Angebote müssen ausfallen Jugend-Kultur-Tage leiden unter Räumung am Osnabrücker Güterbahnhof

Von Dietmar Kröger


Osnabrück. Der Rausschmiss des Kulturvereins Petersburg aus seinen Räumen am ehemaligen Güterbahnhof durch die Eigentümerin, die Zion GmbH, wirkt sich nun auch auf die Jugend-Kultur-Tage aus. Etliche Programmpunkte, die an der Hamburger Straße stattfinden sollten, müssten ausfallen, beklagte der Veranstalter, der Verein Fokus.

„Die Jugend-Kultur-Tage verstehen sich als Forum für Jugendkultur, bei dem es darum geht Kreativität und Querdenken anzuregen und den Stellenwert von Jugend und ihrer Kultur in der öffentlichen Wahrnehmung zu stärken“, so der Verein Fokus in einer Pressemitteilung . In diesem Jahr stehe das Thema Freiraum im Fokus. Leerstandnutzung in der Johannisstraße,Startfenster auf dem Neumarkt,Startfenster auf dem Neumarkt, Freiraum-Meile mitten durch die Stadt und der 1. Osnabrücker Longboard Contest in einer leeren Lagerhalle auf dem Hellmann-Gelände hätten gezeigt, dass „diese Grundidee in großen Teilen funktioniert“.

Am Güterbahnhof allerdings werde die Jugendkultur „mit Füßen getreten“. Durch die Räumungsklage der Zion GmbH gegen den Kulturverein Petersburg, mit dem Fokus im Zuge der Jugend-Kultur-Tage mehrere Veranstaltungen durchführen wollte, werde ein in Osnabrück einmaliges „kostbares Gebilde“ zerstört, das Kreativität dauerhaft Raum geboten habe.

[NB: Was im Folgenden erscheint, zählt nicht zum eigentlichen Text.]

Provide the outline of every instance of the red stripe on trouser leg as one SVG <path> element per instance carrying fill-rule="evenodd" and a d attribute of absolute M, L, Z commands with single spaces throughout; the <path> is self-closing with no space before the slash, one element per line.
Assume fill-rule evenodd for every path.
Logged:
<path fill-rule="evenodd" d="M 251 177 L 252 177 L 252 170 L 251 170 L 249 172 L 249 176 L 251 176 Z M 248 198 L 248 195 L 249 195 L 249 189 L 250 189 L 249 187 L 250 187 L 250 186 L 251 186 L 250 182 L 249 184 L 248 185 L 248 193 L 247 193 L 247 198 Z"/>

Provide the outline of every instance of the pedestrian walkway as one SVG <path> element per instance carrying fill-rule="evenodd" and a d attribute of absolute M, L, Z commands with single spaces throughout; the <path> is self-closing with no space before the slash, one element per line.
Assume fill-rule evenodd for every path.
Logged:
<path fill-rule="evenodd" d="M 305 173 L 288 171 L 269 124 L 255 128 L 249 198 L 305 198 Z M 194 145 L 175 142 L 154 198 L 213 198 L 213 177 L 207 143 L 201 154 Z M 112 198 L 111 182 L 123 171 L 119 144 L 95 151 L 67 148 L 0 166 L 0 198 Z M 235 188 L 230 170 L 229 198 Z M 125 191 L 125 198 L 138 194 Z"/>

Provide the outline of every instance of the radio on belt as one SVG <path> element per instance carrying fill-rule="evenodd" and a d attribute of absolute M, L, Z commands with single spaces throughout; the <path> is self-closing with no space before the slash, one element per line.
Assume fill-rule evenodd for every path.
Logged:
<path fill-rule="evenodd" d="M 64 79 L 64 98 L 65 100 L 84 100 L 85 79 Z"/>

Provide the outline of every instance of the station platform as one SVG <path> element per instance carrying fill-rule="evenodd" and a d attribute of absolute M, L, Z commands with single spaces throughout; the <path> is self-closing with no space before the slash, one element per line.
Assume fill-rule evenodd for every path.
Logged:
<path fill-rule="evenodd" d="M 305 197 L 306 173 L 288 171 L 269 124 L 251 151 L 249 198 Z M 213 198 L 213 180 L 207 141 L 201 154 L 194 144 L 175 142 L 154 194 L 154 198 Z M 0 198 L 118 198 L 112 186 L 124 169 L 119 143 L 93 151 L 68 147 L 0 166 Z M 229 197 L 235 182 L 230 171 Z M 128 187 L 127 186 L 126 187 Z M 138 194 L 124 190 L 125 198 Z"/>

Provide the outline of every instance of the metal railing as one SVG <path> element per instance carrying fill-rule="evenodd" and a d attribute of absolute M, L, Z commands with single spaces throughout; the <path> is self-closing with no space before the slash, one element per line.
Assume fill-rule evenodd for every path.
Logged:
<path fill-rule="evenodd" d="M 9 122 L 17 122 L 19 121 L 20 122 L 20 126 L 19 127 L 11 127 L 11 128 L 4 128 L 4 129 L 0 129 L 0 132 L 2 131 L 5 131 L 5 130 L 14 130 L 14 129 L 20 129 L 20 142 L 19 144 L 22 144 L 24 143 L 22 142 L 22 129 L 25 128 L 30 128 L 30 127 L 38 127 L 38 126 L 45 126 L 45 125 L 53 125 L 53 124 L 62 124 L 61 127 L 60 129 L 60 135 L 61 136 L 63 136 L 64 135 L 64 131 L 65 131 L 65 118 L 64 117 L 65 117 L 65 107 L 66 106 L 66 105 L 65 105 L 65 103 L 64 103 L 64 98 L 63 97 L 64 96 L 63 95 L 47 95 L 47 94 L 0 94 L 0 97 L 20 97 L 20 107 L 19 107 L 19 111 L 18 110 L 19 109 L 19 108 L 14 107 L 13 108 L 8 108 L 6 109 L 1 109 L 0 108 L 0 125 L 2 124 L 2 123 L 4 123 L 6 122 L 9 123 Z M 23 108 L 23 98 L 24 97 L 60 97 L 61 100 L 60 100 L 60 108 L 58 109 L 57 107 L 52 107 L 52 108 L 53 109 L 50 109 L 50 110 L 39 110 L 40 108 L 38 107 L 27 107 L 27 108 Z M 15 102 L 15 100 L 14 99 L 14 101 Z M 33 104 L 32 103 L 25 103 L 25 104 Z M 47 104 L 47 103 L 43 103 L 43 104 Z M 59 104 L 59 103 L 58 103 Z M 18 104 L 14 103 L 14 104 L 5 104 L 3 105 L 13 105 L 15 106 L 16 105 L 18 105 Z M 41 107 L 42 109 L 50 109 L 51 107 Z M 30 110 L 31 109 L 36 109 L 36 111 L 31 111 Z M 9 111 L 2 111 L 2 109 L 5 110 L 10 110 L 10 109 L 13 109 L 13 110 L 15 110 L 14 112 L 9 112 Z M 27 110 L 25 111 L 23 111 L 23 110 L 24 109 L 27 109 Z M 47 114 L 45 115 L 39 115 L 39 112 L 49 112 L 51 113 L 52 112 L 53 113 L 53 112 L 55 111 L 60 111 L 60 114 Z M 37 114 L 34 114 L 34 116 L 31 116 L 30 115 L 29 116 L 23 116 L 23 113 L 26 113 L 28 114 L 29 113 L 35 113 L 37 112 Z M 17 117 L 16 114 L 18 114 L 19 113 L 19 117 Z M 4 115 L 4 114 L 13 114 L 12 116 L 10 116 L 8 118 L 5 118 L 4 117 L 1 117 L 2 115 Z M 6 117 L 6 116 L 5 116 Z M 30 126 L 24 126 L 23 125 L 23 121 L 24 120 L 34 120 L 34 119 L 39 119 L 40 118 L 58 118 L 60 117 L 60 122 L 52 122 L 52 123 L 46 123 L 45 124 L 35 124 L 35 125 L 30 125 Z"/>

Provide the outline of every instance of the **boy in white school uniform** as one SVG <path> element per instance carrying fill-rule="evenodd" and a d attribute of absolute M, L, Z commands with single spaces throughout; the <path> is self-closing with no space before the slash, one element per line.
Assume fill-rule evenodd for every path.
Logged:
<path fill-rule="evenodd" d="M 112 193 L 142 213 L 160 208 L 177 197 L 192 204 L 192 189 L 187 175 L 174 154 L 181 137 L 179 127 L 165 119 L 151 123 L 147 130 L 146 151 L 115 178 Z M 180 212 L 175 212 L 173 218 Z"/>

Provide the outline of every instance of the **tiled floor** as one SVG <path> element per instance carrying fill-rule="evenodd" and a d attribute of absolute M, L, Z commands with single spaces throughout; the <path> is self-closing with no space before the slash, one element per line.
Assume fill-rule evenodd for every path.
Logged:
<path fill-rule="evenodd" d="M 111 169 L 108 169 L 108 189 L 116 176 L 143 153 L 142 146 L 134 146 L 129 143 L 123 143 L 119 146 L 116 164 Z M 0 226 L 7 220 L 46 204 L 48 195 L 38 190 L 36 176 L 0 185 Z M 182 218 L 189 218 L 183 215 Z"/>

„Davon sind nun auch die Jugend-Kultur-Tage betroffen“, heißt es in der Stellungnahme weiter, einige fest eingeplante Programmpunkte müssten ausfallen. Der Kunst-Workshop „Schwebende Recycling-Gebilde“, bei dem aus diversen scheinbaren Abfallprodukten wie Holz, Plastiktüten und Stoffen unter Anleitung von erfahrenen Künstlern Objekte entstehen sollten, sei das erste Angebote, das aufgrund der Aktion der Zion GmbH nicht stattfinden könne. Auch die Jamsession am 16.10., der „Lastenfahrradbau“ am 21.10. sowie die Einführung in den „Tango Argentino“ am 22.10. fallen aus. „Das ist ein herber Schlag nicht nur gegen den Freiraum Petersburg, sondern gegen Kulturschaffende in Osnabrück, freie Träger wie in diesem Fall den Verein Fokus und insbesondere gegen die jungen Menschen, an die sich diese Angebote richten und die hiermit in ihrer Entfaltung beschnitten werden.“

Zwar sei dem Kulturverein Petersburg von der Stadt dankenswerter Weise der Ringlokschuppen als spontane Ausweichmöglichkeit angeboten worden, doch was in fünf Jahren an der Petersburg gewachsen sei, ließe sich dorthin aufgrund anderer räumlicher Voraussetzungen nicht einfach so transferieren und übergangslos fortsetzen, was sich jetzt am Ausfall dieser Angebote der Jugend-Kultur-Tage dokumentiere. Die Hoffnung besteht, dass zumindest die verbleibenden Workshops „Hackspace Wurmloch“, bei dem Grundlagen des Lötens in Theorie und Praxis erlernt werden können, und das gemeinsame Gärtnern im „Gemeinschaftsgarten Querbeet“ stattfinden können, wenn auch wahrscheinlich an anderer Stelle als ursprünglich geplant.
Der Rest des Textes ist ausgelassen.